Julian Simon, Optimist and Critic of Env. Pessimism
"The doomsayers of the population-control movement offer a vision of limits, decreasing resources, a
zero-sum game, conservation, deterioration, fear and conflict--concluding with calls for more
government intervention in markets and family affairs. [Shouldn't] our vision be to look optimistically
upon people as a resource rather than a burden--a vision of receding limits, increasing resources and
possibilities, a game in which everyone can win, building, the excitement of progress, and the belief
that persons and firms, acting spontaneously in search of their individual welfare, and regulated only
by rules of a fair game, will produce enough to maintain and increase economic progress and promote
liberty?

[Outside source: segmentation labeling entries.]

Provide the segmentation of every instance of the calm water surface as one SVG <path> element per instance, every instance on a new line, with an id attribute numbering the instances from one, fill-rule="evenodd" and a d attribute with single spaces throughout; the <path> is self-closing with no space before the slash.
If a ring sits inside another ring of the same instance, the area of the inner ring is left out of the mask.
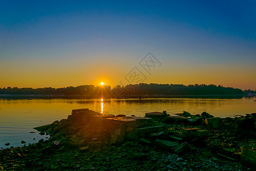
<path id="1" fill-rule="evenodd" d="M 37 142 L 41 136 L 34 127 L 66 119 L 72 109 L 88 108 L 103 114 L 144 116 L 145 113 L 162 112 L 173 115 L 186 111 L 192 114 L 206 111 L 219 117 L 256 112 L 256 97 L 242 99 L 0 99 L 0 147 L 21 146 L 21 140 Z M 30 132 L 35 132 L 30 133 Z M 35 138 L 35 140 L 33 140 Z"/>

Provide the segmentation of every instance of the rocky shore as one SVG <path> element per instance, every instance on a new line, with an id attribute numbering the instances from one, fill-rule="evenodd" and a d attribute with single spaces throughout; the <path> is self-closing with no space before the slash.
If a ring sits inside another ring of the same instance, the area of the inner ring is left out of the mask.
<path id="1" fill-rule="evenodd" d="M 163 111 L 140 117 L 75 109 L 35 128 L 48 140 L 0 150 L 0 170 L 255 170 L 255 113 L 220 118 Z"/>

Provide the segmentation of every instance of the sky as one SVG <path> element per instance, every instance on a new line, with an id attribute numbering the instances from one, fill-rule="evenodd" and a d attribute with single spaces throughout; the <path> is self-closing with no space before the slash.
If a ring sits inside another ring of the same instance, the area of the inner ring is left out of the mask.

The energetic efforts of humankind will prevail to increase worldwide our numbers, our
health, our wealth, and our opportunities." 1990
- •People an asset not a liability (human population growth is good for humans, not bad)
- •Positive effect additional people have on productivity by creating and applying new knowledge
- •Tech improvements depend on people, so reasonable to assume that amount of improvement
depends in large part on # of people
- •In developed countries, larger pop, greater # of scientists and larger amount of sci knowledge produced
- •Economies of scale apply to people too (the more people, the easier it is for new
knowledge/technology to be created and this will improve our lives)
- •Human ingenuity will keep doing more with less
- •More people there are, more minds, more discoveries, better off we will be
- •Humans as the "ultimate resource"
- •Self-interest pursuit in a free market, with minimal regulation, will lead to human progress
- •No scarcity of resources (Environmentalists create unjustified hysteria about this)
- •Only meaningful measure of scarcity is economic cost of goods and in most every case the cost of
natural resources has declined throughout human history (relative to income)
- •Conventional wisdom that resources are finite is false
- •Resources are not fixed; people create more resources: food, for example
- •Humans are interested in the services resources provide and human ingenuity and technology can use
natural resources more and more efficiently and find substitutes, thus resources aren't really limited
- •Copper communication wire example: More efficient extraction, expand our area of search (to
the sea and outer space), recycling, improved efficiency--use less and less (matter is infinitely
divisible), find substitutes via new technology
- •Oil as energy source example; more wells, more efficient wells, convert shale, tar, & coal to oil, oil
from plants, power from nuclear and solar sources, move to other suns.
- •Market incentives take care of finding alternatives; scarcity fuels tech advance
- •Scarcity of a resource will lead to price rise which will lead to discovery/creation of substitute (and
new technology)
- •No need to plan way ahead for when we run out
- •Some worries
- Are humans really are better off with more people (especially at a population over 6 billion)?
- Are nonhumans made better off by more people?
- Why assume economic growth should count as human progress?
- Is Simon's faith in technology to solve resource problems plausible?
- Can Simon address limits in earth's pollution/waste assimilation capacity? Or land space for people?